Photo by Marshall Birnbaum

Photo by Marshall Birnbaum

Let Nature Shine

The houses at Powder Mountain reflect our belief that architecture should give way to nature. From the large windows letting in natural light, to the steep, sloping roofs that collect rainwater, each element is thoughtfully designed to blend into the landscape and make the most of natural resources without depleting them.

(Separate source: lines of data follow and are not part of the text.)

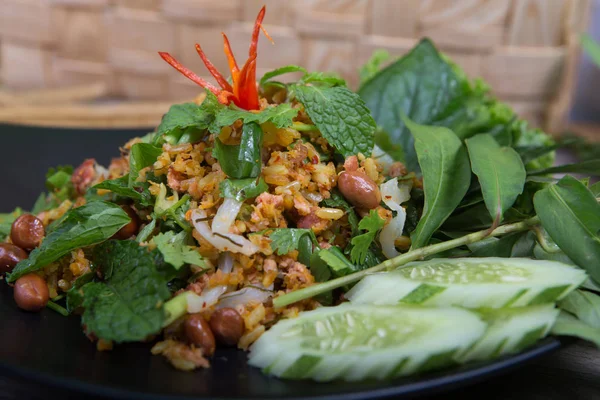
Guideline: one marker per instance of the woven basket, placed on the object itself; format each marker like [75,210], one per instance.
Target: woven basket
[526,50]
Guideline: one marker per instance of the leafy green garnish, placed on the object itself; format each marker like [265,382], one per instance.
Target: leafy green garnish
[243,189]
[284,240]
[371,223]
[341,116]
[176,252]
[83,226]
[446,176]
[570,214]
[127,305]
[500,171]
[243,160]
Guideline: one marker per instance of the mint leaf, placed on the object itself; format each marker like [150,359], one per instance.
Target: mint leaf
[243,160]
[83,226]
[176,252]
[371,223]
[243,189]
[127,305]
[142,155]
[341,116]
[120,186]
[284,240]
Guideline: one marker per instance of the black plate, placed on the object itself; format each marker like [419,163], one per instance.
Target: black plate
[50,348]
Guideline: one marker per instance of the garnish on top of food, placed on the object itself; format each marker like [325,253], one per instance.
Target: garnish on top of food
[412,225]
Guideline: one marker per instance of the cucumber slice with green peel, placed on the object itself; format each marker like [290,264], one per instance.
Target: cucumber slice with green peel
[470,282]
[355,342]
[511,330]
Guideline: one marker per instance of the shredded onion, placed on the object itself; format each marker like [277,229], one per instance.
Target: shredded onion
[393,196]
[222,241]
[208,298]
[244,296]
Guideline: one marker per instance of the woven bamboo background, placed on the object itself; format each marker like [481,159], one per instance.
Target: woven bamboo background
[525,49]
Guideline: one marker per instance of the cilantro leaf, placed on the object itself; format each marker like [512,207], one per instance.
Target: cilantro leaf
[284,240]
[83,226]
[243,160]
[175,251]
[341,116]
[242,189]
[371,223]
[281,116]
[120,186]
[127,305]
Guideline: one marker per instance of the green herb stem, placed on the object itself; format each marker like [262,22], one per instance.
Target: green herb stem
[402,259]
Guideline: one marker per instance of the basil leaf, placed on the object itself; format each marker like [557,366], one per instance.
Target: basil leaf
[500,171]
[142,155]
[341,116]
[127,306]
[120,186]
[280,71]
[243,160]
[281,116]
[83,226]
[570,214]
[243,189]
[446,176]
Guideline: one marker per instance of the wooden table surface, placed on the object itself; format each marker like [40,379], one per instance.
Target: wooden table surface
[571,373]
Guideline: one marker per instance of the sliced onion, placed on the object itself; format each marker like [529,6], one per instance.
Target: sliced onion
[244,296]
[393,196]
[208,298]
[222,241]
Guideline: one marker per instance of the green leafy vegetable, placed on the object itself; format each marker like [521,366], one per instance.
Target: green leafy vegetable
[284,240]
[341,116]
[243,160]
[372,224]
[83,226]
[500,171]
[142,155]
[446,176]
[176,252]
[243,189]
[127,305]
[570,214]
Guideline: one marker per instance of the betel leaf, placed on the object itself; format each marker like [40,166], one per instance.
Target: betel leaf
[585,305]
[280,71]
[341,116]
[142,155]
[243,160]
[585,167]
[570,214]
[243,189]
[120,186]
[281,116]
[83,226]
[127,305]
[175,250]
[446,176]
[372,224]
[284,240]
[500,171]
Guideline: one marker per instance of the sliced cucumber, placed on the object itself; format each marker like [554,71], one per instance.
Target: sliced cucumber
[470,282]
[511,330]
[354,342]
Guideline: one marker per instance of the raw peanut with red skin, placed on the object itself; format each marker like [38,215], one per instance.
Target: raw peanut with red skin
[197,331]
[84,175]
[227,326]
[27,232]
[359,189]
[10,255]
[31,292]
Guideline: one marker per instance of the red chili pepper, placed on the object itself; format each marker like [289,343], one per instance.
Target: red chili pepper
[243,92]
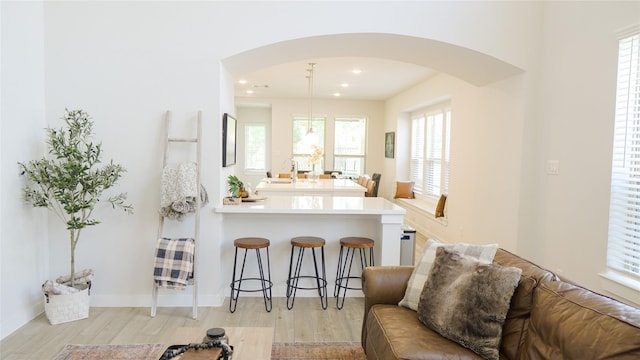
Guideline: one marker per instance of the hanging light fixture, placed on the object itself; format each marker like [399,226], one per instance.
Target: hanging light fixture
[310,100]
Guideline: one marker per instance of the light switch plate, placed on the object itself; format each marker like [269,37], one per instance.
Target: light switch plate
[553,167]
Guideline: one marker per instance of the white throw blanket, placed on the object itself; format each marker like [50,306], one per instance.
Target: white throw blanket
[180,191]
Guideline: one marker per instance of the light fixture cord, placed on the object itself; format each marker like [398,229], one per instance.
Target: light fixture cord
[310,77]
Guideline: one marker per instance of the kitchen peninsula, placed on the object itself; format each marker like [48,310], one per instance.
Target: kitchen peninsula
[280,218]
[319,187]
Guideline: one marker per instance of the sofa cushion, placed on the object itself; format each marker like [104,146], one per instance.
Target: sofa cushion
[515,326]
[394,332]
[404,190]
[467,301]
[570,322]
[484,254]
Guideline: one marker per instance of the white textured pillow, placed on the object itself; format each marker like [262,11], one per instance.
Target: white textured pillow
[483,253]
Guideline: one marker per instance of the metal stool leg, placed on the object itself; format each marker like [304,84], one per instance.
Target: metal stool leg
[340,286]
[292,282]
[233,300]
[265,283]
[322,286]
[338,273]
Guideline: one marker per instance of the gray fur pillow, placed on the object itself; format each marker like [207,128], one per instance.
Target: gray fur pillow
[467,302]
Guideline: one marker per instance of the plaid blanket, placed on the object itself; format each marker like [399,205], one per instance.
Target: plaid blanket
[174,263]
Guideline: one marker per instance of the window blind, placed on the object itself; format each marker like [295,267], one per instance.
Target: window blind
[623,253]
[417,152]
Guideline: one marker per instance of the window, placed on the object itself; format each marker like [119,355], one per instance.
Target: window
[350,146]
[430,138]
[302,140]
[255,142]
[623,252]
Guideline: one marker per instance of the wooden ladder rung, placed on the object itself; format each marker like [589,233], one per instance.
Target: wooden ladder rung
[182,140]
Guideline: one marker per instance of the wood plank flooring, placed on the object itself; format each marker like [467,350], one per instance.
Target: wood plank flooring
[306,322]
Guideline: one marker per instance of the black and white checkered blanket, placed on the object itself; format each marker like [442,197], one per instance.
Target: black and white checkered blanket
[174,263]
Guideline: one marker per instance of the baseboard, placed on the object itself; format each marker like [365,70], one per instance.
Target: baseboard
[13,321]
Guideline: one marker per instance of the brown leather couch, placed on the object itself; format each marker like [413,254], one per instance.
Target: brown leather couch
[549,318]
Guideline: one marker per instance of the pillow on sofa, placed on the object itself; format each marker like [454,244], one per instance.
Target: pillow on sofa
[440,206]
[404,189]
[467,302]
[484,254]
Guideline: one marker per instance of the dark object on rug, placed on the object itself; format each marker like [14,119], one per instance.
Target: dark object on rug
[318,351]
[111,352]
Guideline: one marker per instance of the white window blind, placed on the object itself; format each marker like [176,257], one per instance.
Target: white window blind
[350,146]
[623,253]
[417,152]
[430,139]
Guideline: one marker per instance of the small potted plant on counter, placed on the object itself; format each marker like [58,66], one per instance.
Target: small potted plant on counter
[236,189]
[70,182]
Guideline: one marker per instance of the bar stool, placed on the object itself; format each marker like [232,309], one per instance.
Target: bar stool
[303,243]
[343,274]
[251,243]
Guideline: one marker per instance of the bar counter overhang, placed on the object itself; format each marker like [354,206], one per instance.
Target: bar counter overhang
[280,218]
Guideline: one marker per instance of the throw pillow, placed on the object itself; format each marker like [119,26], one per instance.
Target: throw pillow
[467,302]
[404,189]
[484,254]
[440,206]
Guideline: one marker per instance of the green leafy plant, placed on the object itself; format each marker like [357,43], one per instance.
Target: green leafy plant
[235,185]
[70,181]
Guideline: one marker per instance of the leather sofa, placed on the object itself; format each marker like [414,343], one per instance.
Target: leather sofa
[549,318]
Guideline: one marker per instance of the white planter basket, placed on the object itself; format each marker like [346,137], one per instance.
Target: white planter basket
[68,307]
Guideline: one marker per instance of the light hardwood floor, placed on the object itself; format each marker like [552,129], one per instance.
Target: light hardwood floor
[306,322]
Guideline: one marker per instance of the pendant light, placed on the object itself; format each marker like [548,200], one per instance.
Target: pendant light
[310,100]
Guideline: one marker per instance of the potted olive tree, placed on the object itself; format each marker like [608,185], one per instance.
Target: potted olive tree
[71,180]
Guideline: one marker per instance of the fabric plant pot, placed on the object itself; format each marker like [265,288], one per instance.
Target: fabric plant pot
[68,307]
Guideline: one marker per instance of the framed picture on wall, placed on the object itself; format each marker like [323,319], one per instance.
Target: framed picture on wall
[229,132]
[389,144]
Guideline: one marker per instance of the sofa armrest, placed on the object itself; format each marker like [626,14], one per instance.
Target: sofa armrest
[383,285]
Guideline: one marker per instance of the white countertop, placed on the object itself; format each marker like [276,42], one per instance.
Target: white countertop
[301,185]
[330,205]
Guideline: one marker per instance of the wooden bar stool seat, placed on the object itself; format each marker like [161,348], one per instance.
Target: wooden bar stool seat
[345,261]
[251,243]
[293,280]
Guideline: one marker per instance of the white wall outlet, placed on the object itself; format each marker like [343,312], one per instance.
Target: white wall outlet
[553,167]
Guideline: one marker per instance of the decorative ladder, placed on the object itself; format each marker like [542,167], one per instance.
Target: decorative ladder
[197,141]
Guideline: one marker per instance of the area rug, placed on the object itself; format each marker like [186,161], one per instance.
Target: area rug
[279,351]
[318,351]
[111,352]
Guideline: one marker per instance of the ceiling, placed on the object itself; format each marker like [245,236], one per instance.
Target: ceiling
[379,79]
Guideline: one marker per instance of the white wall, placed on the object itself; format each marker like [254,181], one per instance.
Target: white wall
[23,232]
[486,145]
[127,62]
[575,126]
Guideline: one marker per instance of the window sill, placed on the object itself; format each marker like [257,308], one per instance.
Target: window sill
[423,207]
[621,286]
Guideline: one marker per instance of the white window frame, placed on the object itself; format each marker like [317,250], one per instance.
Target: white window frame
[623,245]
[420,145]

Wherever you build your home, let nature dictate design. Find an open space to avoid cutting down trees, and let existing trees provide wind protection and shade. Place large windows where they will let in the most light and heat, and be strategic about which ones open to allow for a cooling cross-breeze. Harness solar, wind, and water energy to power and heat your home. Finally, leave the landscaping to Mother Nature. Foreign plants can disrupt the ecosystem, and native vegetation allows you to blend in and preserve the natural beauty in which you’ve chosen to make your escape.

Photo by Paul Bundy

Photo by Paul Bundy

Seek Vocation, not Vacation

Vacation is often synonymous with indulgence. Our aim at Powder Mountain is to become more mindful about how we consume resources and affect those around us. We design events and experiences with this aim in mind, bringing together thought leaders from across all fields so that we may learn and grow from one another, and return home as more active and engaged members of our respective communities. 

Your second home, too, can be a chance to connect to nature, learn new skills, and add purpose to your life. Use the time away to practice a minimalistic, sustainable lifestyle. Buy local produce, layer up before turning up the heat, compost, recycle, and be generally mindful about how you consume food and other goods. Turn off your electronic devices to conserve energy and give yourself time to do the things you’re too distracted to do back home: read, write, garden, volunteer.

Tantamount to creating a socially responsible lifestyle is sharing it with others. Your second home can be a space for meaningful engagement with those around you. Hosting dinner parties, retreats, or book clubs enriches your community of family and friends, and when you’re not occupying your home away from home, don’t waste the space. Invite others to use it for similar ends.

In short, your second home can be a haven for you (and others) to reflect, refresh, and return to your life clear-minded and ready to implement some of the socially responsible habits you’ve picked up along the way.